In anticipation of airline service, a new terminal area was built in early 2011 to house Transportation Security Administration equipment for passenger screening. As of August 2012, a millimeter-wave full-body scanner was in use.

In November 2019, the airport broke ground on a new $40 million terminal. The new terminal would have four gates initially, with future expansion to ten gates in total. The terminal was completed in May 2022, with a full shift to the new terminal and gates planned for a later date.

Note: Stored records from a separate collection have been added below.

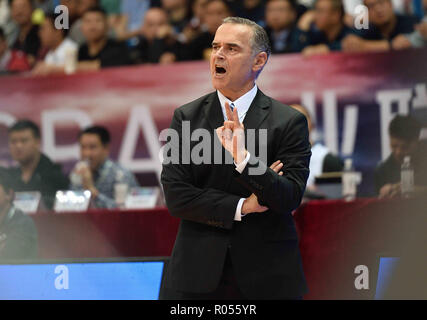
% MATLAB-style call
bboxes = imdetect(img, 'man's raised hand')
[216,102,247,164]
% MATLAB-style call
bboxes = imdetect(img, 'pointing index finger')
[225,102,234,121]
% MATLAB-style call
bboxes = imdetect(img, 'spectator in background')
[0,170,38,261]
[0,28,30,75]
[132,8,182,64]
[298,0,352,56]
[114,0,153,40]
[8,120,69,209]
[11,0,40,66]
[32,14,78,75]
[78,7,130,71]
[161,0,191,34]
[392,0,427,50]
[290,104,344,192]
[183,0,231,60]
[178,0,208,43]
[342,0,419,51]
[374,115,427,198]
[234,0,265,27]
[67,0,99,46]
[265,0,299,53]
[70,126,138,208]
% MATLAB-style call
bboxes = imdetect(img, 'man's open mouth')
[215,66,227,74]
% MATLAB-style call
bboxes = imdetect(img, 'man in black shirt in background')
[374,115,427,198]
[78,7,130,71]
[265,0,299,53]
[184,0,231,60]
[8,120,69,209]
[342,0,419,51]
[10,0,40,65]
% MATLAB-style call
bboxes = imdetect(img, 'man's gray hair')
[222,17,271,57]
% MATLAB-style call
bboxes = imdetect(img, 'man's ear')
[252,51,268,72]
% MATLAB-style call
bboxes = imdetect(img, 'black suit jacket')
[161,90,311,299]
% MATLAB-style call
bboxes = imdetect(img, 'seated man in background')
[342,0,419,51]
[78,7,130,71]
[184,0,231,60]
[392,0,427,50]
[70,126,138,208]
[298,0,353,56]
[8,120,69,209]
[0,170,38,261]
[32,14,78,75]
[11,0,40,66]
[290,104,344,192]
[265,0,299,53]
[374,115,427,198]
[132,8,181,64]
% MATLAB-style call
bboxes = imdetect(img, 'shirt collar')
[217,84,258,122]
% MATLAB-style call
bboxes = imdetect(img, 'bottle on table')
[400,156,414,198]
[114,170,129,208]
[342,158,357,201]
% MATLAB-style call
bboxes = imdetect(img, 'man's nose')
[214,47,224,59]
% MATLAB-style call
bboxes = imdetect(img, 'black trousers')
[160,250,247,300]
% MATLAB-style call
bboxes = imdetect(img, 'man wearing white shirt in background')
[33,14,78,75]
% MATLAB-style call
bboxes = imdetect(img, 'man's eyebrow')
[212,42,241,48]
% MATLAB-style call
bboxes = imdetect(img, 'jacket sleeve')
[235,113,311,214]
[161,109,240,229]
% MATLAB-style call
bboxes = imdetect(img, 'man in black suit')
[161,17,311,299]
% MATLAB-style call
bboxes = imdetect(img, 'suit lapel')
[243,89,271,129]
[204,91,224,129]
[205,89,271,129]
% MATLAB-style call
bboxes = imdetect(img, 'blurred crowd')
[0,0,427,75]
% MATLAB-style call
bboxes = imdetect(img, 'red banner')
[0,50,427,194]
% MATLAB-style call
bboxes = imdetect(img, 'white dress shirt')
[217,85,258,221]
[44,38,78,67]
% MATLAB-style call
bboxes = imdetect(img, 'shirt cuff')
[234,151,251,173]
[234,198,246,221]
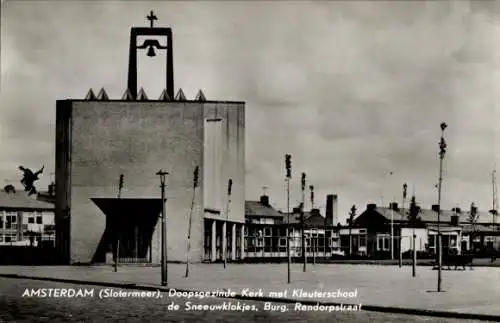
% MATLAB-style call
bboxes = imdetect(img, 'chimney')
[389,202,399,211]
[260,195,269,207]
[325,194,338,225]
[48,182,56,196]
[450,214,460,227]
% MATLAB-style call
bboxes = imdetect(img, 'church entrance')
[92,198,162,263]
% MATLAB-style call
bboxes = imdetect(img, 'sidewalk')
[0,264,500,315]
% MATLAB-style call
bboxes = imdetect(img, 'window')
[377,235,391,251]
[5,215,17,229]
[428,235,435,249]
[359,235,366,247]
[4,234,16,242]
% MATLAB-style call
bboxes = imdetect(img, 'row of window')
[245,237,333,247]
[0,215,43,229]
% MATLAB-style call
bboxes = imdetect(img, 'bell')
[147,46,156,57]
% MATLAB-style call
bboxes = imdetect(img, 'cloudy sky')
[0,1,500,223]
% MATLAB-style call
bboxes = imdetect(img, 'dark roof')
[362,206,492,224]
[0,191,54,211]
[463,223,499,233]
[282,211,332,228]
[245,201,283,218]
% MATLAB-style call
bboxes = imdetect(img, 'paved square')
[0,264,500,315]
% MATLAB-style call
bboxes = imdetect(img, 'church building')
[55,13,245,264]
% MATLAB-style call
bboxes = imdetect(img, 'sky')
[0,1,500,224]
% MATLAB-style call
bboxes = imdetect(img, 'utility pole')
[490,169,498,230]
[408,195,420,277]
[437,122,448,292]
[185,166,200,278]
[285,154,292,284]
[300,173,307,272]
[223,179,233,268]
[114,174,124,272]
[399,183,408,268]
[156,169,168,286]
[348,205,356,259]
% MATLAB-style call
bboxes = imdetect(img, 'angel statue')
[19,166,45,195]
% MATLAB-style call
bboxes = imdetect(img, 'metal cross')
[146,10,158,28]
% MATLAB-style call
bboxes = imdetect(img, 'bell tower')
[127,11,174,100]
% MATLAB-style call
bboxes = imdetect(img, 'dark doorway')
[91,198,162,263]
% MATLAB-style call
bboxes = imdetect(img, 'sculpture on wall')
[19,166,45,195]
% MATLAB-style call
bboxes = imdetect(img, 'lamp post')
[185,166,200,277]
[156,169,168,286]
[285,154,292,284]
[223,179,233,268]
[399,183,408,268]
[437,122,448,292]
[300,173,307,272]
[114,174,124,272]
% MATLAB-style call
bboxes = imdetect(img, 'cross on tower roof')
[146,10,158,28]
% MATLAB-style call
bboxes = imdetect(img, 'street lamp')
[285,154,292,284]
[437,122,448,292]
[156,169,168,286]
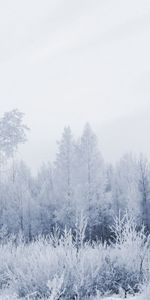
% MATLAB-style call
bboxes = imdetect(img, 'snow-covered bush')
[0,215,150,300]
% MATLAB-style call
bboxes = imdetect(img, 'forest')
[0,109,150,300]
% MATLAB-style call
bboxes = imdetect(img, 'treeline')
[0,110,150,241]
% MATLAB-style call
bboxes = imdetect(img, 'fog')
[0,0,150,170]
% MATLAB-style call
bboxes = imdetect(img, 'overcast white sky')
[0,0,150,170]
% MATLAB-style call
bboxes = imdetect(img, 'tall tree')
[54,126,74,225]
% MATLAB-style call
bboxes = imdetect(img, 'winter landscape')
[0,0,150,300]
[0,110,150,300]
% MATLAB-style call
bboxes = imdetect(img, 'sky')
[0,0,150,171]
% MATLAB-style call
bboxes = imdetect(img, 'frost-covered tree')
[54,127,75,225]
[0,109,28,157]
[76,123,106,240]
[138,155,150,230]
[0,109,28,181]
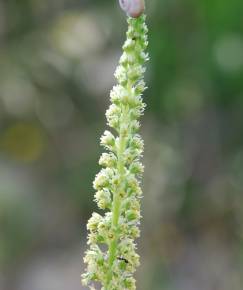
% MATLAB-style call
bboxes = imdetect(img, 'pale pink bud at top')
[119,0,145,18]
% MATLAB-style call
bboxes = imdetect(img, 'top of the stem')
[119,0,145,18]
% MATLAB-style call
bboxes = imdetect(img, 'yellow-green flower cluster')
[82,15,148,290]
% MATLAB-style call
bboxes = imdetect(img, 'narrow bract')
[82,14,148,290]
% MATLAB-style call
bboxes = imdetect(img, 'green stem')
[105,106,126,290]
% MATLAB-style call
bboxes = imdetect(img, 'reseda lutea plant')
[82,0,148,290]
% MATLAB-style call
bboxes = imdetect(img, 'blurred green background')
[0,0,243,290]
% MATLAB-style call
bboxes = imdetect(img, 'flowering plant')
[82,3,148,290]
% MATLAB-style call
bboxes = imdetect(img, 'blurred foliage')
[0,0,243,290]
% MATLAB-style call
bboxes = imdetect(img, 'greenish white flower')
[82,14,148,290]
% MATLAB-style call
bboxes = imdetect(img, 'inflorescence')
[82,14,148,290]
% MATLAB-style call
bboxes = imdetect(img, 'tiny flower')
[100,130,115,150]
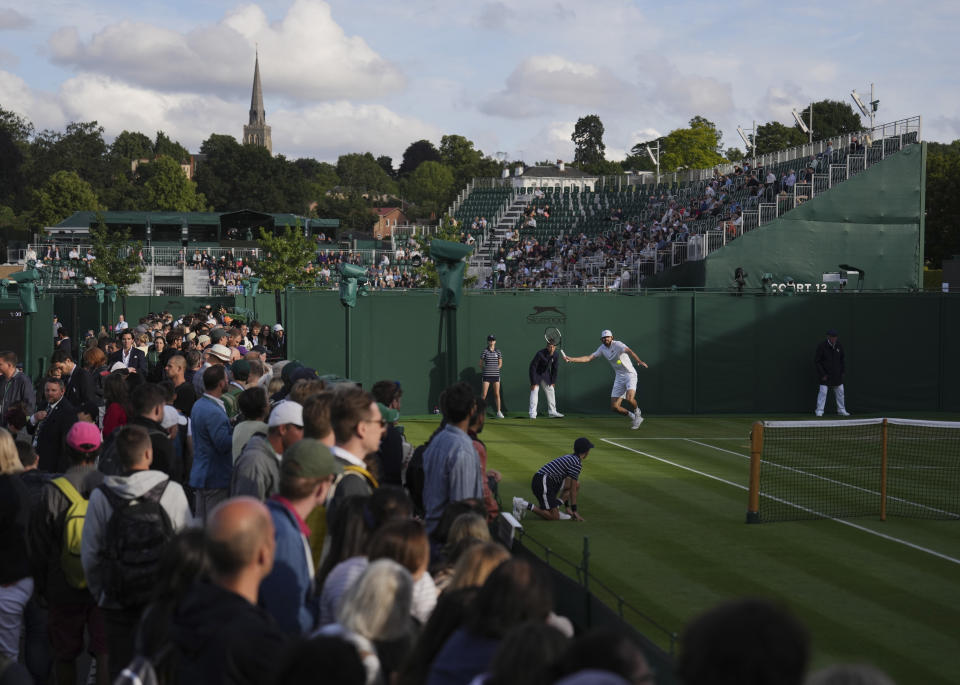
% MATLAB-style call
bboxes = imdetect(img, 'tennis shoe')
[513,497,527,521]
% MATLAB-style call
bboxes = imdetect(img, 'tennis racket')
[543,326,567,357]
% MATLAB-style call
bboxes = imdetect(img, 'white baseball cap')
[207,343,232,362]
[160,404,187,428]
[267,400,303,428]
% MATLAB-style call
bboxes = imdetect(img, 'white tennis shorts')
[610,373,637,398]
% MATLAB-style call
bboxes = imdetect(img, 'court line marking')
[600,438,960,566]
[687,438,960,518]
[600,435,750,442]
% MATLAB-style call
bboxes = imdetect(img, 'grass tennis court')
[402,415,960,683]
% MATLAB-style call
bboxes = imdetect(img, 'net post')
[880,419,887,521]
[747,421,763,523]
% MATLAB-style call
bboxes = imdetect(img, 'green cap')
[281,438,343,478]
[280,359,303,385]
[230,359,250,381]
[377,402,400,423]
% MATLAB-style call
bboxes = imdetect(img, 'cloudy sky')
[0,0,960,163]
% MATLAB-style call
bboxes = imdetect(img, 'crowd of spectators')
[479,148,852,289]
[0,304,900,685]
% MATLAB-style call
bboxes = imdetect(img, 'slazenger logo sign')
[527,307,567,324]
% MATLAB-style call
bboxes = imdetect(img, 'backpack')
[51,476,90,590]
[403,441,430,516]
[100,478,173,609]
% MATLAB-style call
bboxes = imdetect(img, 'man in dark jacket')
[50,349,97,408]
[0,351,37,425]
[30,421,110,685]
[107,329,147,378]
[529,343,563,419]
[130,383,180,483]
[27,378,77,473]
[171,497,285,685]
[370,381,413,485]
[813,328,850,416]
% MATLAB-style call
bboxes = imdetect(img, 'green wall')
[647,143,926,291]
[51,295,236,344]
[0,288,53,378]
[272,291,960,414]
[33,291,960,415]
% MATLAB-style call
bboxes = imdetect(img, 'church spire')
[243,51,273,154]
[250,53,267,126]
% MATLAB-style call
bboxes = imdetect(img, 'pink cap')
[67,421,103,452]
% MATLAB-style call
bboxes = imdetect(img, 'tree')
[337,152,397,193]
[0,107,34,145]
[31,171,103,228]
[0,127,24,202]
[660,125,723,172]
[254,223,314,291]
[153,131,190,164]
[754,123,816,155]
[440,135,483,169]
[196,134,316,214]
[397,140,440,178]
[110,131,153,165]
[623,137,667,171]
[690,114,723,154]
[144,155,207,212]
[570,114,607,170]
[31,121,112,192]
[88,217,145,295]
[377,155,397,178]
[723,147,745,162]
[924,139,960,267]
[794,100,863,142]
[440,135,502,192]
[404,162,454,215]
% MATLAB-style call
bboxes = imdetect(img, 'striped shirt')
[537,454,583,492]
[480,347,501,376]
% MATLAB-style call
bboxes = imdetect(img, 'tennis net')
[747,418,960,523]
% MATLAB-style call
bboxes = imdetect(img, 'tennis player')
[480,333,503,419]
[563,329,650,430]
[529,342,563,419]
[513,438,593,521]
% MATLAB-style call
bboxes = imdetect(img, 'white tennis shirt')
[593,340,637,374]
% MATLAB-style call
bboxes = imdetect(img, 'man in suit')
[27,378,77,473]
[50,350,98,408]
[107,328,147,378]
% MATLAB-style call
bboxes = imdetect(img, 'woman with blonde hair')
[0,431,23,476]
[0,431,33,664]
[446,542,510,592]
[319,559,416,685]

===Airlines and flights===
Allegiant Air began flights to Phoenix/Mesa Gateway Airport in February 2013; in March 2013, the airline announced twice-weekly flights to Oakland International Airport beginning June 7. On July 4, 2013, it was announced Allegiant Air would begin flying to Los Angeles International Airport beginning September 26, 2013. In June 2016, Allegiant Air announced it would begin flying to San Diego International Airport beginning September 28, 2016. Service to Oakland and San Diego was suspended in 2018. Service to Tucson International Airport began on Nov 16, 2018. In August 2020, Allegiant Air announced it would begin flying to Denver International Airport beginning November 19, 2020. Also in 2020, Duncan Aviation, the US' largest general aviation maintenance MRO, finished a 328,000 sq/ft maintenance facility on the north end of the field. Later that year, it announced flights from Provo to Orange County, California would begin in February 2021. In May 2021, Allegiant Air announced that it would add service to St. Pete-Clearwater International Airport in Florida and Phoenix Sky Harbor International Airport as additional destinations from Provo, with flights beginning in October 2021.

Utah-based Breeze Airways added five routes from Provo in 2022, including three nonstop routes to San Francisco International Airport, Harry Reid International Airport in Las Vegas, and Los Angeles International Airport. Also in 2022, the Allegiant Travel Company announced plans to invest $95 million to expand their presence in Provo and establish a four-aircraft base at the Provo Airport. Additionally, Utah-based Breeze Airways announced they would create the airline's Utah operating base at the airport with four airplanes, and five new routes.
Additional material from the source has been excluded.